The announcement was made after President Trump returned from his trip to Europe. The agreement was reached after three days of negotiations between officials of the two countries, according to media reports.
The president threatened last week to impose a 5% tax on all Mexican goods, which would increase by 5% every month up to 25% if the Mexican government did not crack down on Central American immigrants reaching the southern U.S. border. The U.S. buys a significant amount of Mexican imported goods, $346 billion just last year.
In a joint statement released by the State Department, Mexico said it agreed to “unprecedented steps to increase enforcement to curb irregular migration.” This includes deploying the Mexican National Guard to Mexico’s southern border with Guatemala. More than 100,000 immigrants cross the U.S. southern border each month.

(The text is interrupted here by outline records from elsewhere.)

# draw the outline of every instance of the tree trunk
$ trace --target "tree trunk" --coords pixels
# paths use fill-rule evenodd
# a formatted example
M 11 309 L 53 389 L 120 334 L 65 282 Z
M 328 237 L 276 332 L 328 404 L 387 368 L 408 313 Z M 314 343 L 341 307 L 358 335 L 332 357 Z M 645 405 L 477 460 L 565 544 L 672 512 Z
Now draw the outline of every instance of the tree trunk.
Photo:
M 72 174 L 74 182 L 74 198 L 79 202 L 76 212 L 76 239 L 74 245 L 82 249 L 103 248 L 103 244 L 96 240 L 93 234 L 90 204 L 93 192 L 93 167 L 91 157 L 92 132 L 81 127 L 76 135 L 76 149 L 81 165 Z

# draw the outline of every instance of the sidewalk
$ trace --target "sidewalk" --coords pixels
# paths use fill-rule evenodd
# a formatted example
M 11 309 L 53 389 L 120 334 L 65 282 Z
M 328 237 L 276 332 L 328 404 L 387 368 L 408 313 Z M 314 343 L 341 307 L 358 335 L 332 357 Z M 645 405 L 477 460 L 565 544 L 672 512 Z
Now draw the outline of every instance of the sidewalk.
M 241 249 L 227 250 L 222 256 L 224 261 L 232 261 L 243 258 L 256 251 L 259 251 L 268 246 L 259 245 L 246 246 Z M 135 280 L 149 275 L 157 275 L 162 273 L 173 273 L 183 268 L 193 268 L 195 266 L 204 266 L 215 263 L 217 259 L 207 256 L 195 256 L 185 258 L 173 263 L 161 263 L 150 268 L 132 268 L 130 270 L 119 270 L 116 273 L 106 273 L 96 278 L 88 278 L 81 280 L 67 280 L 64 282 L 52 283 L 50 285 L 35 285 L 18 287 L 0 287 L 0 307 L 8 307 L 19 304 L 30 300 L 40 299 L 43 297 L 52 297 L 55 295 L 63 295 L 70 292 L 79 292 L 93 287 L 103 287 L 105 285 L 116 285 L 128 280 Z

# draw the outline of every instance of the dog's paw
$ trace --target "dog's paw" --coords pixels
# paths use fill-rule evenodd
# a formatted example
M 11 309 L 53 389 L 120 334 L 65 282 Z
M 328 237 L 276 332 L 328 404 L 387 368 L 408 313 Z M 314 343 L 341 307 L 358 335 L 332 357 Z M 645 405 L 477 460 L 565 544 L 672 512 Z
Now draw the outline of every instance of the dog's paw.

In the same statement, the U.S. said it will expand a program that will return asylum seekers to Mexico while their claims are reviewed. The Mexican government, according to the agreement, will “offer jobs, healthcare and education” to those immigrants.
According to the U.S.-Mexico Joint Declaration, the U.S. said Mexico also agreed to take “decisive action to dismantle human smuggling and trafficking organizations as well as their illicit financial and transportation networks.”
Mexico President Andrés Manuel López Obrador called for a celebration of the deal in Tijuana on Twitter.
“Thanks to the support of all Mexicans, the imposition of tariffs on Mexican products exported to the USA has been avoided,” he said.
Mexico is the United States’ largest trading partner. A potential increase in tariffs on Mexican products would increase consumer prices, businesses warned. Trump faced dissention from within his own party over the tariff threat. Senate Republicans told the White House Tuesday they would block the potential tariffs President Trump proposed.
“I will yield to nobody in passion and seriousness and commitment for securing the border,” Mr. Cruz told reporters on Tuesday. “But there’s no reason for Texas farmers and ranchers and manufacturers and small businesses to pay the price of massive new taxes.”
Texas imports $26.7 billion of Mexican goods, according to the U.S. Chamber of Commerce.
Despite pushback from businesses and fellow Republicans, Trump maintained his stance early Friday before the deal was announced.
“Our position has not changed,” White House spokeswoman Sarah Sanders told a pool of reporters Friday. “The tariffs are going forward as of Monday.”
The Trump administration has long wanted Mexico to change asylum rules and allow the U.S. to reject greater numbers of Central American asylum seekers, mainly from El Salvador, Guatemala and Honduras. Mexico declined to do so in Friday’s agreement.
This is not the first time the president has backed away from his threats. Trump threatened in March to completely shut down the U.S.-Mexico border if the Mexican government didn’t put an immediate stop to illegal immigration. He backed down from the threat a few days later, citing unknown action taken by Mexico to curb immigrants from reaching the U.S. border.
The declaration also includes a warning that the U.S. could take additional steps if Mexico’s actions “do not have the expected result.”